LibShortText: A Library for Short-text Classification and Analysis, Migrated in Pure C++.
- Only for predicting part
- LibShortText (Python) model files adapted
First make sure that you have CMake and an C++ compiler environment installed.
Then open a terminal, go to the source directory and type the following commands:
$ mkdir build
$ cd build
$ cmake ..
$ make
Convert the model file from LibShortText (Python) into the one we use in cpp-libshorttext.

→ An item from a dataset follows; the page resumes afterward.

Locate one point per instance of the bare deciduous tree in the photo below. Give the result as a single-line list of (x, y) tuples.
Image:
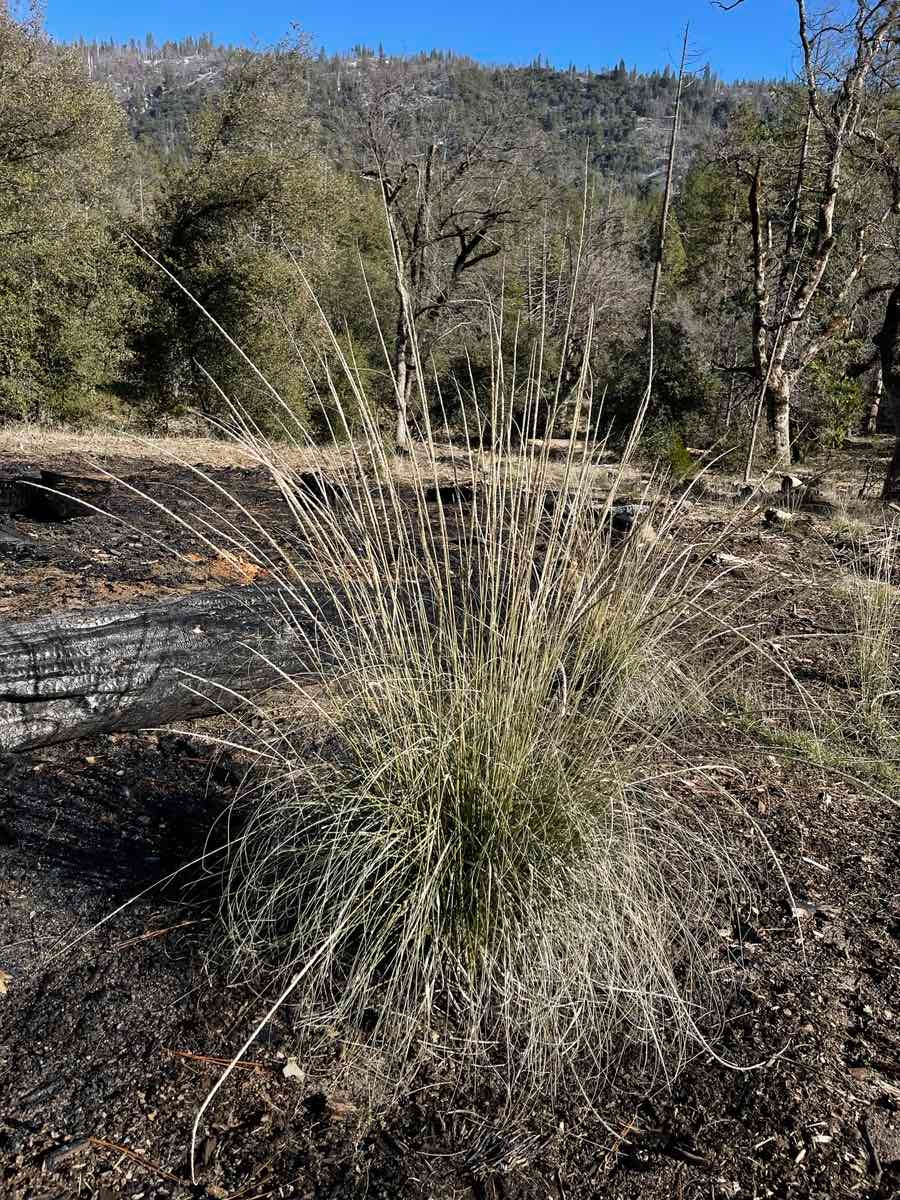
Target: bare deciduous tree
[(451, 198), (813, 243)]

# test/stub/train_file.model => test/stub/train_file.model_converted
$ python model_converter.py test/stub/train_file.model
$ tree test/stub/train_file.model_converted
test/stub/train_file.model_converted
├── class_map.txt
├── feat_gen.txt
├── liblinear_model
├── options.txt
└── text_prep.txt
#include "libshorttext.hpp"
using namespace libshorttext;
int main()
{
// init LibShortText
string model_path = "../../test/stub/train_file.model_converted";
lst_load_model(model_path);
// init LibLinear
liblinear::ll_load_model(model_path + "/liblinear_model");
// ************
// predict
string text = "multicolor inlay sterling silver post earrings jewelry";
char sep = ' ';
vector<string> tokens = lst_text2tok(text, sep);
predict_label = lst_predict(tokens);
// ************
// free allocatd memory
liblinear::ll_destroy_model();
}
After building this project you may run its unit tests by using these commands:
$ make test # To run all tests via CTest
$ make catch # Run all tests directly, showing more details to you
Download LibShortText zip file, and cd demo
directory.
Execute the following commands, and you will obtain the benchmark data.
python ../text-train.py -P 0 -G 1 -F 1 -N 0 -L 3 -f train_file
python ../text-predict.py -f test_file train_file.model predict_result
- Ignoring extra file in model file:
converter/extra_file_ids.pickle
andconverter/extra_nr_feats.pickle
- Ignoring
-P
,-G
options in LibShortText, i.e., use unigram & bigram. - Ignoring IDF feature
- TextGrocery for better understanding of the logic LibShortText
- PicklingTools not work, so I have to convert the model file by
model_converter.py
This program is Free Software: You can use, study share and improve it at your will. Specifically you can redistribute and/or modify it under the terms of the GNU General Public License as published by the Free Software Foundation, either version 3 of the License, or (at your option) any later version.